If the concern is truly whether MRIs or CT Scanners would be exempt under this revision—section 3 A & B clearly say no. Likewise, the software of heart monitors will stay within the purview of the FDA.
But, sometimes, the most broad-reaching arguments mask the true nature of the problem at hand. Recently I tended a local breakfast seminar discussing mhealth applications and FDA regulations. The take-away was that there is, as yet, no clear line defining what would be within the purview of the FDA and what would not.
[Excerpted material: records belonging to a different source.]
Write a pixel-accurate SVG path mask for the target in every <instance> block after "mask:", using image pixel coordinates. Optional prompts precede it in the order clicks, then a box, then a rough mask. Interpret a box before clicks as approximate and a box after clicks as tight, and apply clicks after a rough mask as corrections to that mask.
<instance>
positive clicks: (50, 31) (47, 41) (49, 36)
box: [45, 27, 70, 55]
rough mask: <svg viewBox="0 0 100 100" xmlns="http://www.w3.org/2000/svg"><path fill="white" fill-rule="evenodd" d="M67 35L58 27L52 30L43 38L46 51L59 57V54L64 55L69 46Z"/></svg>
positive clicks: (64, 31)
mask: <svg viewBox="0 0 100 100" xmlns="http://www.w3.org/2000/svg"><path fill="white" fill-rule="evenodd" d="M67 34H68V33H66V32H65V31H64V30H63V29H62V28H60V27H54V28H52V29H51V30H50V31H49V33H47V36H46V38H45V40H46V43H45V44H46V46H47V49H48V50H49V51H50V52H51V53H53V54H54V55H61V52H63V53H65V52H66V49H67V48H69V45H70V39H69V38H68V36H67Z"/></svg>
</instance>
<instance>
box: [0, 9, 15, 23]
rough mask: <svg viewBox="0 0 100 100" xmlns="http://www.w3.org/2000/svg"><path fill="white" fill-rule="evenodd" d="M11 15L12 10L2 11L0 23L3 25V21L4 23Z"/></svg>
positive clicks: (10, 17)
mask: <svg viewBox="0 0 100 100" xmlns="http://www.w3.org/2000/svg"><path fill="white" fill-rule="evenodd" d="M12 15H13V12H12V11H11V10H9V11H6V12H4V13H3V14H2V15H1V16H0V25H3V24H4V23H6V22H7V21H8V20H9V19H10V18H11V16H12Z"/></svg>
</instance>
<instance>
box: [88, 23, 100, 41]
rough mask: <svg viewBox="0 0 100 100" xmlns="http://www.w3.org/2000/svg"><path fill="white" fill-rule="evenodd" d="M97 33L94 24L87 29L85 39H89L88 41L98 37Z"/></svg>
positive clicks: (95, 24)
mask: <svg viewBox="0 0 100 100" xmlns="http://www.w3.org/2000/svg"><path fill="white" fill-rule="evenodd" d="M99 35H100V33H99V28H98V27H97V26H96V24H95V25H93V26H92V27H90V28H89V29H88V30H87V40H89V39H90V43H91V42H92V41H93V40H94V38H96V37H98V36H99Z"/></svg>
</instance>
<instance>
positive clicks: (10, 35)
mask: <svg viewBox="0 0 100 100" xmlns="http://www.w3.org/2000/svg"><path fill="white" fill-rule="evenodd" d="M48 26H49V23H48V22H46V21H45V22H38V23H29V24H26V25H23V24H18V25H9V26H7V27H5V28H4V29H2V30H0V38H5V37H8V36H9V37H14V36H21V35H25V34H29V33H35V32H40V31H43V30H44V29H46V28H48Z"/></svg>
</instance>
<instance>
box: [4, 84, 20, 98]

As an example even applications which did little more than warn you when:
1) a test you had administered on yourself and
2) where you had entered the results of that test into a device yourself and
3) the device then alerted you that the results you entered were out of normal bounds- Even when you had set the value for those "normal bounds" yourself
that device might be subject to FDA approval because it 'sounded an alert'.
While it may be true that the FDA has discretion over whether such devices will require approval, it is this uncertainty which may dampen development of more apps in the mHealth arena. More important than eliminating the FDA from the process would be a clear delineation of where mHealth apps may roam without government intervention.
As the mHealth marketplace grows, patients will benefit from more timely, if not continuous, information about their health empowering them to change their habits and lifestyle in real time. This can't help but improve wellness. If you could see what that first bite of cheese cake was doing to your blood sugar would you finish the slice? If you could see how each minute on the track lowered your blood sugar would you go the extra mile? To achieve this we need apps that are proven to work, connecting to devices that are compliant, transferring data that is secure. And perhaps we also need a little less protection from ourselves.